An outspoken priest has hit out at intolerant and extreme right-wingers in the Church and questioned why priests like Fr Tony Flannery were being “persecuted with a zeal that is as pathological as the paranoia that feeds it”.
Fr Iggy O’Donovan was paying tribute to Fr Flannery, a Redemptorist priest who was silenced by the Catholic hierarchy in Rome last year after airing his views over women priests, contraception, and clerical celibacy, at his own final Mass before he begins a “sabbatical”.
Close to 1,500 people, including members of the Muslim and Baha’i faiths, attended the service at the Augustinian Church in Drogheda yesterday where they also heard town mayor Richie Culhane claim that “ultra-conservative” elements had forced the Augustinians to “push” Fr Iggy out of Drogheda.
While Fr Iggy has denied reports he had been silenced by the Church, many see the decision to move him from Drogheda to Limerick, where he will be on sabbatical, as a response to complaints about his liturgy.
Fr Iggy yesterday said he could not leave the town without making reference to Fr Flannery, whom he described as “a distinguished colleague of mine in the priesthood”.
“If I had not been made aware first hand of the details of his case, I could not have given it credence.

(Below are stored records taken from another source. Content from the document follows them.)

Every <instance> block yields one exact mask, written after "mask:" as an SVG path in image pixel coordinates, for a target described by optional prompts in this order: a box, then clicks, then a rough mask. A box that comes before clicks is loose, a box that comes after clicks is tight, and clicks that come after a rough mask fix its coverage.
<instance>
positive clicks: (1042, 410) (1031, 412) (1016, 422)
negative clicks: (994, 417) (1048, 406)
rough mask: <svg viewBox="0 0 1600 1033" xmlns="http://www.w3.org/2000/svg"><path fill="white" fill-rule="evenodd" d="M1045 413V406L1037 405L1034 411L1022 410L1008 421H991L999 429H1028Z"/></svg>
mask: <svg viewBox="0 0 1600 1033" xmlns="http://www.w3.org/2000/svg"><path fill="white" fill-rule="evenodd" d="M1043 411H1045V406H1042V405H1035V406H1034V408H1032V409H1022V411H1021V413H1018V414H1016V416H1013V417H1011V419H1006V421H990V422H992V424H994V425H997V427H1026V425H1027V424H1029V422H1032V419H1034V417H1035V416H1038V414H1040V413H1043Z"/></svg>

Even hardened veterans are shaken by the murkiness of the devious world of ecclesiastical politics.”
Fr Iggy asked: “How has it come to this, that a great and good priest like Tony, who has dedicated his life to the preaching of the Gospel, is persecuted with a zeal that is as pathological as the paranoia that feeds it?
“How has it come to this, that intolerant and extreme right-wingers — encouraged, apparently, by certain authorities and career-oriented priests — can meet in solemn conclave to determine who is guilty of what these people label heresy?
“How has it come to this, that sincere, thinking Catholics are walking away from our Church believing that the battle for sane Catholicism is lost?”
Fr Iggy told the congregation: “I still believe and am strongly of the conviction that Catholicism is compatible with modern culture.”
He added that he “deeply” welcomes the arrival of Pope Francis.
At the end of the Mass, Mr Culhane addressed the congregation told Fr Iggy: “I hope and pray to God that you are never silenced.”
Fr Iggy O’Donovan is no stranger to causing controversy within the Catholic Church.
In 2006, he was heavily criticised by senior figures after he issued an invitation to Church of Ireland minister Michael Graham to join him and other Catholic priests in an Easter Mass at his order’s priory in Drogheda, Co Louth.
In 2008, Fr O’Donovan rounded on the Vatican for its condemnation of the Harry Potter books.
In 2010, he described as “a millstone around our necks” the fact that women were not ordained to the priesthood.